Figure 4 — ExecHashJoinImpl hybrid-hash state machine (serial path). The build runs once; the NEED_NEW_OUTER/SCAN_BUCKET cycle probes the current batch; NEED_NEW_BATCH loads the next spilled batch from disk. Outer tuples that hash to a later batch are spilled rather than probed. HJ_FILL_INNER_TUPLES (right/full joins, not shown) scans the table for unmatched inner tuples before advancing the batch.

Anchor on symbol names, not line numbers. A function or struct name is the stable handle across releases. Use git grep -n '<symbol>' src/backend/executor/ to locate the current position. The line numbers in the position-hint table were observed at commit 273fe94 (REL_18_STABLE) and are quick hints only.

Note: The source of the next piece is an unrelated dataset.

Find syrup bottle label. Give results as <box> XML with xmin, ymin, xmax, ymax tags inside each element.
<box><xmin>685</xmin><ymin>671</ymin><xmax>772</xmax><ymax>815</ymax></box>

  • ExecNestLoop — the next() body: nl_NeedNewOuter drives a new outer fetch + nestParams push + ExecReScan(innerPlan); the inner advance tests joinqual then otherqual; inner exhaustion handles LEFT/ANTI NULL-fill via nl_NullInnerTupleSlot.

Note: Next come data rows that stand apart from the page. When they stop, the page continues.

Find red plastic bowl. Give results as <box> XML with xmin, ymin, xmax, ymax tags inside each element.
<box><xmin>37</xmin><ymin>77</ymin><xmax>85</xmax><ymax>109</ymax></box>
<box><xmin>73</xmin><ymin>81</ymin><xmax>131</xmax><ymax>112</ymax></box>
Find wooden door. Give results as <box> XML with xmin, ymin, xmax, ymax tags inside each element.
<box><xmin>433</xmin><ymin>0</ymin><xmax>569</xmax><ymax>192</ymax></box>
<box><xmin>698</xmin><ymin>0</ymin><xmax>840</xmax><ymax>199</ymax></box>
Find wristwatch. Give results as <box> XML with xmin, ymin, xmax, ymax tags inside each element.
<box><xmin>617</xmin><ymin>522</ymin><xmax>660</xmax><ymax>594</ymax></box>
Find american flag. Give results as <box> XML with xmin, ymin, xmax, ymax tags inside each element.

  • ExecInitNestLoop — builds NestLoopState; inits outer child, then sets EXEC_FLAG_REWIND on the inner only if nestParams == NIL (a parameterized inner is rescanned with fresh params, so REWIND is pointless); single_match = inner_unique || JOIN_SEMI; builds the null-inner slot for LEFT/ANTI.

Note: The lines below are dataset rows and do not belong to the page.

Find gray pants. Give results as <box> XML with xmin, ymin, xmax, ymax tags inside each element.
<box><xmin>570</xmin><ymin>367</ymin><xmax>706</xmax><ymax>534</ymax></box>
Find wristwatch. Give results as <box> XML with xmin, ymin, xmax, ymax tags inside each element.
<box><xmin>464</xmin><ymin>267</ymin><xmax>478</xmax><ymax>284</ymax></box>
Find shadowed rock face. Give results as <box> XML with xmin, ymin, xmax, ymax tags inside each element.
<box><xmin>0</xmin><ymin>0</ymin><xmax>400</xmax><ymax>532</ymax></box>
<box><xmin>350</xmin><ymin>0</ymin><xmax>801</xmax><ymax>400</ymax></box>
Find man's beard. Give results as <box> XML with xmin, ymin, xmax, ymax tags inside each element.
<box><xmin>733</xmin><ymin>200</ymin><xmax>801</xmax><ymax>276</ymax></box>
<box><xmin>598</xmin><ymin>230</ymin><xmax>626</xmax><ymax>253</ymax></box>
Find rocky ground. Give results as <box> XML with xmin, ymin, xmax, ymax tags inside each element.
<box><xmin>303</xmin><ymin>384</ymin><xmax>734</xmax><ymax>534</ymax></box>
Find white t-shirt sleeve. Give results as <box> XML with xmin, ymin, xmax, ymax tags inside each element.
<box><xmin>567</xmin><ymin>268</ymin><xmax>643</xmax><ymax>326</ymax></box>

  • ExecReScanNestLoop — rescans the outer (only if its chgParam is null) and resets nl_NeedNewOuter / nl_MatchedOuter; deliberately does not rescan the inner (per-outer rescan happens in the main loop).
  • ExecEndNestLoop — recurse ExecEndNode into both children.
  • ExecMergeJoin — the eleven-state machine (EXEC_MJ_INITIALIZE_OUTER/INNER, SKIP_TEST, SKIPOUTER_ADVANCE/SKIPINNER_ADVANCE, JOINTUPLES, NEXTINNER, NEXTOUTER, TESTOUTER, ENDOUTER/ENDINNER).
  • MJExamineQuals — turns the planner’s leftexpr = rightexpr mergeclause list + opfamily/collation/direction metadata into a MergeJoinClauseData[] array, each with a SortSupport comparator (BTSORTSUPPORT_PROC, or a shim over BTORDER_PROC).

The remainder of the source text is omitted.